Ce n'est ni dans les richesses ni dans le tumulte qu'on peut être heureux, mais dans la société de quelques livres et de quelques amis.
Il n'appartient qu'aux femmes de se montrer suprêmement impertinentes sans jamais perdre la mesure.
En l'amour plus de deuil que de joies.
La femme a besoin d'estimer ou d'admirer l'homme auquel elle appartient afin de l'aimer à plein cœur ; l'homme n'a besoin que de se trouver flatté à son gré pour se persuader qu'il aime et surtout qu'on l'adore.
L'unique amour qui laisse un durable parfum dans le cœur des hommes est l'amour qu'ils ont rêvé, mais non point possédé.
Si vous voulez être aimé, commencez vous-même par aimer, puis encore... soyez aimable.
De même que le réveil dissipe les beaux songes de la nuit, le bonheur n'est ici-bas qu'un rêve trop vite effacé par la réalité.

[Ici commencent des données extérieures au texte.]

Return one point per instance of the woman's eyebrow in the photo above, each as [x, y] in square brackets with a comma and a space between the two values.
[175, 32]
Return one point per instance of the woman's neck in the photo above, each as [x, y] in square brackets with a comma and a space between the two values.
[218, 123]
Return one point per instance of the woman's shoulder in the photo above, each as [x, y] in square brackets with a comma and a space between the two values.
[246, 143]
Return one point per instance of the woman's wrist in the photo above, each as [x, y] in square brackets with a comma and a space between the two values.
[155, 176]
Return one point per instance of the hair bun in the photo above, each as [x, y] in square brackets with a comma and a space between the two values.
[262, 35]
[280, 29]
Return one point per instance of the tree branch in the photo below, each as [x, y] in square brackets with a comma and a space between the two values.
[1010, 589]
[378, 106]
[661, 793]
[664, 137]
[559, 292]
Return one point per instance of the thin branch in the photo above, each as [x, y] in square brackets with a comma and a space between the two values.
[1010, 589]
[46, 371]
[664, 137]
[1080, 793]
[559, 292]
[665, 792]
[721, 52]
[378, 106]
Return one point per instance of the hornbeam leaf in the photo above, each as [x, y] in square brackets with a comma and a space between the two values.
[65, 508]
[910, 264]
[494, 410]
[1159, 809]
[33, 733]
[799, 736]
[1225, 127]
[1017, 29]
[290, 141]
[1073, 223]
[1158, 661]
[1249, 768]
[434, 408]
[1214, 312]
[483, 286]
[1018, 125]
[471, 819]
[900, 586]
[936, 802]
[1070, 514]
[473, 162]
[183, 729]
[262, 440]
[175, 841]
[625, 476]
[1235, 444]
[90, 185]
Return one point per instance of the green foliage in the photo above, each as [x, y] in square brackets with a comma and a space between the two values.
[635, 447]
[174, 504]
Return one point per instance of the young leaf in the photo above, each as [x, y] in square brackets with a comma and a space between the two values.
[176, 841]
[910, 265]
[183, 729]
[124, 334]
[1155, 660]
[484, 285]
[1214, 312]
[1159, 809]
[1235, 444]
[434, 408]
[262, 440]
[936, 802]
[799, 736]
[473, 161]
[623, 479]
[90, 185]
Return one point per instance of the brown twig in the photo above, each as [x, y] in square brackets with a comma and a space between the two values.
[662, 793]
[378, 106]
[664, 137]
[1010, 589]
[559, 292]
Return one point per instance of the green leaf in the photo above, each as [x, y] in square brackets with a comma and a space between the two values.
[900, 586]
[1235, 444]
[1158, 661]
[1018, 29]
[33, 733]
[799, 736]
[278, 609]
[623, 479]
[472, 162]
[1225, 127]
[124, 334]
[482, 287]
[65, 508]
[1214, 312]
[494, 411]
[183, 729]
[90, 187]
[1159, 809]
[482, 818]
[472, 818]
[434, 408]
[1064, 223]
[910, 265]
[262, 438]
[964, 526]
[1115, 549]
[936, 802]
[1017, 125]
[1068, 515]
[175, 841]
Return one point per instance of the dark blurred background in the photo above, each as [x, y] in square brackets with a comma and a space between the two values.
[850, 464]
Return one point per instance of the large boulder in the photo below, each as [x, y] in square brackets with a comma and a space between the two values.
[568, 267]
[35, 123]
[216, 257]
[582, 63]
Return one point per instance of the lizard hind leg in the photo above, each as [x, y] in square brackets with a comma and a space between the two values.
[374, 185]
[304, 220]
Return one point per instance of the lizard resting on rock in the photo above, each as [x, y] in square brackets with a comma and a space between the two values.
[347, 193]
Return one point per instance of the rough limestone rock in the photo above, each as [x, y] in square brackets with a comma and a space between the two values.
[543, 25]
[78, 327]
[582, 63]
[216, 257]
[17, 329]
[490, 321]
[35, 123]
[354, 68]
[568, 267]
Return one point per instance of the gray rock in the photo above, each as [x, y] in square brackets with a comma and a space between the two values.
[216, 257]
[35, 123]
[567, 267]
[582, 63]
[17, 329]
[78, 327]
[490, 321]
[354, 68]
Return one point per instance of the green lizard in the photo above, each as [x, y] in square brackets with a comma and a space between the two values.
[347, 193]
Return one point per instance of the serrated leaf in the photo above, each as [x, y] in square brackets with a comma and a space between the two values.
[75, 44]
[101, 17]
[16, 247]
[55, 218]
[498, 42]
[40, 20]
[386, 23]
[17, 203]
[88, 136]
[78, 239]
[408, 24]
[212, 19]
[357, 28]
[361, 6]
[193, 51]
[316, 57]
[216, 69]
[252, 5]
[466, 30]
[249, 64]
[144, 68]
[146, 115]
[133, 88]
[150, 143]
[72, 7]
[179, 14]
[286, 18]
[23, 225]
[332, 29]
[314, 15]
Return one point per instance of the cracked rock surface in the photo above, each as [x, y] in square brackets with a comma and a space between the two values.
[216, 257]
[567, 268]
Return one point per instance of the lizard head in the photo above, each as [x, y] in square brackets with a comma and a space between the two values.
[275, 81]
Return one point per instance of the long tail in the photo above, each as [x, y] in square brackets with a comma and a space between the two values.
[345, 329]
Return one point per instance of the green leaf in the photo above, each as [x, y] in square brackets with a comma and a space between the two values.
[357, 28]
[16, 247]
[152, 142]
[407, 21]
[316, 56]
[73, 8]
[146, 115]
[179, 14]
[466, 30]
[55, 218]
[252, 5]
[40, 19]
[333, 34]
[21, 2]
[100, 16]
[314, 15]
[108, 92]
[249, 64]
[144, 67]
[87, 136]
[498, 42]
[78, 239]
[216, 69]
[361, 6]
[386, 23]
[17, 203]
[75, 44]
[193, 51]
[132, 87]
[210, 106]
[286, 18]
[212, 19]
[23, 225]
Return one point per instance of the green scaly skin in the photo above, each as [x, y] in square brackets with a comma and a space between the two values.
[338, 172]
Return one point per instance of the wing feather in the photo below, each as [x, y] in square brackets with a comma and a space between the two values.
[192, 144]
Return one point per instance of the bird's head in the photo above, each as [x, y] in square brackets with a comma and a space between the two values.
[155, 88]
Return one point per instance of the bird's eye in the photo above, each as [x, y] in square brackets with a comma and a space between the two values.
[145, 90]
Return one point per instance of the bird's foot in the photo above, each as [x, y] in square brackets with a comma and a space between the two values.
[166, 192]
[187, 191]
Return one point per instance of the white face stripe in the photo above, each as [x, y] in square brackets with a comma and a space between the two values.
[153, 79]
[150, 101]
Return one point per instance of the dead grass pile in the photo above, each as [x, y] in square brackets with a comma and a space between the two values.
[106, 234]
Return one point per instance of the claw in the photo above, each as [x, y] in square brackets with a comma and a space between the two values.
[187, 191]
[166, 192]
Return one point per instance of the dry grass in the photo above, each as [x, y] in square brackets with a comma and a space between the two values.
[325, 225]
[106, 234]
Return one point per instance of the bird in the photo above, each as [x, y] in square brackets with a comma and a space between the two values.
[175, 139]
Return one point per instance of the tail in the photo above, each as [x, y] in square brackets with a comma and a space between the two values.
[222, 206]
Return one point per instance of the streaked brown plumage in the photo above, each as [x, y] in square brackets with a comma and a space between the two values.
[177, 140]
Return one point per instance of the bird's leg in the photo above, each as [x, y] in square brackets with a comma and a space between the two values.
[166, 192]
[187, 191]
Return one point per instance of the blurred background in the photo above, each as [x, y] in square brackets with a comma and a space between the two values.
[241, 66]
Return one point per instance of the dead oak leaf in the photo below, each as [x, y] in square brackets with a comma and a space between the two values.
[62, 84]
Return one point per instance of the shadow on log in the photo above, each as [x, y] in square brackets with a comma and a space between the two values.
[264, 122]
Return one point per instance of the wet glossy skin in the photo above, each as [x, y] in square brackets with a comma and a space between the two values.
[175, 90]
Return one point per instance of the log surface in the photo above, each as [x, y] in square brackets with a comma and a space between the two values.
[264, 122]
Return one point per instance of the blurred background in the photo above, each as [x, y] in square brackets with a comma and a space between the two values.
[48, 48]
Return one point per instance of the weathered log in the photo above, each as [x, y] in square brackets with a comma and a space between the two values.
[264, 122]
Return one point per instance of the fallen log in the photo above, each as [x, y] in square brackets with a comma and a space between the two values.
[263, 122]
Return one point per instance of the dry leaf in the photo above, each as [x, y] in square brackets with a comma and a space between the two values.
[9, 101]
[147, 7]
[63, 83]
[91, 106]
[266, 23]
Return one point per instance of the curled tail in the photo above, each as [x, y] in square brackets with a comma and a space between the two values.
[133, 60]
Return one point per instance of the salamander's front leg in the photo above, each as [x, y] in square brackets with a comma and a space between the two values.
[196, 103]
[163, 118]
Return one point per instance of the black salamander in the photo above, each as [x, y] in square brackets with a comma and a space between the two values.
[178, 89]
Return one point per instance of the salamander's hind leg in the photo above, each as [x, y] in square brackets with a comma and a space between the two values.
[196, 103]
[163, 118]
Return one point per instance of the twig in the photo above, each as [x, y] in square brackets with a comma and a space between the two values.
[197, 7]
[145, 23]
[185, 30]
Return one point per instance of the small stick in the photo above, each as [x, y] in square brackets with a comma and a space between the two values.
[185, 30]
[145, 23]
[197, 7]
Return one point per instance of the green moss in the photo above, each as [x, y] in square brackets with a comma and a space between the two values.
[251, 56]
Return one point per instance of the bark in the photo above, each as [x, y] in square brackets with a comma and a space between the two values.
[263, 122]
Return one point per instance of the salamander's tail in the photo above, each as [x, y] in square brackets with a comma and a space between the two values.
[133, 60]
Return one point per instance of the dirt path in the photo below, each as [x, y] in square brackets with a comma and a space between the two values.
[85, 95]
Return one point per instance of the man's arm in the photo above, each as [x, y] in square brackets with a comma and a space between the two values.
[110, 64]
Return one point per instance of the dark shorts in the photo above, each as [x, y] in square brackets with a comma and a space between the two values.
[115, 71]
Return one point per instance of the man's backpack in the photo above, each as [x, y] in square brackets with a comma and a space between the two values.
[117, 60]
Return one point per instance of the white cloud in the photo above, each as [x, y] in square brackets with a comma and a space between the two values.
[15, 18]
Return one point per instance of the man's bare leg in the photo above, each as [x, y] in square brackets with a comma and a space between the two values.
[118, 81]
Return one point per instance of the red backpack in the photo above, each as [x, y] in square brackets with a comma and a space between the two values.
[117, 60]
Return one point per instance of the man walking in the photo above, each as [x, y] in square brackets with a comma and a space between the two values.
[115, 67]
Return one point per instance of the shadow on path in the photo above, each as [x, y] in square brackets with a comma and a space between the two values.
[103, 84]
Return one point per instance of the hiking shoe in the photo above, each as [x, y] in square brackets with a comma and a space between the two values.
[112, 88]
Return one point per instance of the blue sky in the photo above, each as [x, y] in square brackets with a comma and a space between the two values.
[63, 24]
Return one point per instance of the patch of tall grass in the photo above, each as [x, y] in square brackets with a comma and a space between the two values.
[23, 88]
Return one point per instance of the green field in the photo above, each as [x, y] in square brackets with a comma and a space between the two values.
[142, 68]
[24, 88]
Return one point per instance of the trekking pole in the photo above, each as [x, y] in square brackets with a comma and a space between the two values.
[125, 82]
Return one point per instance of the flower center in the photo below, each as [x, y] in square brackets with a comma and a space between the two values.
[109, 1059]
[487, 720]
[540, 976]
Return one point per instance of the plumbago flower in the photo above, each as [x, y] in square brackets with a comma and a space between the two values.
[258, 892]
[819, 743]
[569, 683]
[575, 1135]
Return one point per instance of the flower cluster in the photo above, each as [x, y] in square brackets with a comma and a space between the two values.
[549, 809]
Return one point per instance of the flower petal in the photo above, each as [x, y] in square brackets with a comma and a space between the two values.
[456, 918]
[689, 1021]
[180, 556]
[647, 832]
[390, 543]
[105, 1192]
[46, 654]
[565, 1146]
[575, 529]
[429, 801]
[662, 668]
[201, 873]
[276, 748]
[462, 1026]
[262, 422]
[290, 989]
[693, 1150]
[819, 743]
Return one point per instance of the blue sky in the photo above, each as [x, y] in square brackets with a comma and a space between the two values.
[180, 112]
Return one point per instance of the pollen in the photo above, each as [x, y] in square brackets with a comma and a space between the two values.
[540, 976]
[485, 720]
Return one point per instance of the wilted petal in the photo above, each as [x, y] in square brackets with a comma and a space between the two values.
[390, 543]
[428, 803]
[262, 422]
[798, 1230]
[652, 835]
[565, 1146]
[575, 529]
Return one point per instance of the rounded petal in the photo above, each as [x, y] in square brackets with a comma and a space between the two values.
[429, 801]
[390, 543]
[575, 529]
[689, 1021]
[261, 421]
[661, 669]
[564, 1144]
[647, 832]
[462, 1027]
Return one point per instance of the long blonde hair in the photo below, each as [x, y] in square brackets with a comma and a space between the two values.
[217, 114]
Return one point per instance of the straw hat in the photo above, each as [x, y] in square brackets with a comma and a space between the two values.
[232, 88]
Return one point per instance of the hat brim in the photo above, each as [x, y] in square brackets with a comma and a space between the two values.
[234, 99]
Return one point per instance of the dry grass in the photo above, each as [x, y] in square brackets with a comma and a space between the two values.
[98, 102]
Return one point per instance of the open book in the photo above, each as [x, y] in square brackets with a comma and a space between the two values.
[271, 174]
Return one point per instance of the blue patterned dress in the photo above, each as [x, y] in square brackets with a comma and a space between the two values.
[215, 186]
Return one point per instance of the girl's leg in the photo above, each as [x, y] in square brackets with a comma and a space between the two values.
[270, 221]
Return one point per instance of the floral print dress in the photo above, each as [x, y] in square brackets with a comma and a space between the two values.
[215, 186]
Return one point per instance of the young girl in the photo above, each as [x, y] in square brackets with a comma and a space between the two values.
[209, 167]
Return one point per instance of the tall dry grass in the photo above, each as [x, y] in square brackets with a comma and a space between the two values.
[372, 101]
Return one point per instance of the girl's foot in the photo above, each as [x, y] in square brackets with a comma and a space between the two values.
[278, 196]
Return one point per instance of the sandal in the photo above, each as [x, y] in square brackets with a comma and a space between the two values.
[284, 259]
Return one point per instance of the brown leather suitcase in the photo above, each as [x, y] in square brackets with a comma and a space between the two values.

Le monde n'est qu'un trompeur : il prend ce qu'il ne donne jamais ; il paraît un faisceau de fleurs lorsqu'on ne le voit que dans le lointain, et sitôt qu'on l'aperçoit de près, ce n'est plus qu'un buisson d'épines.
S'ennuyer est chose dure, mais ennuyer les autres est chose redoutable et terrible.
Les oisifs sont la plaie de ceux qui savent se dépenser.
Craindre l'inconstance est déjà en souffrir.
L'élégance, cette fille de l'art, ne dépend nullement de la richesse : la preuve en est que l'on voit parfois le luxe le plus écrasant manquer totalement d'élégance.
Ôter l'idée de l'immortalité de l'âme à la race humaine, ce serait vouer certains hommes à la révolte et à la sauvagerie par un effroyable désespoir.
L'amour est un perpétuel espoir entretenu par le désir.
A mesure que l'on vieillit on aime d'autant plus la jeunesse que l'on se rapproche d'elle, toujours davantage, en marchant vers la jeunesse éternelle.
Il vient une saison où chacun de nous ne devrait plus songer qu'à lisser les plumes de son âme, afin que rien ne puisse arrêter son vol vers le ciel.
Rien ne peut réellement honorer ni élever l'homme, en dehors des actes et des choses qui procèdent de lui-même ; il n'est donc au pouvoir de personne d'abaisser qui ne veut pas être abaissé.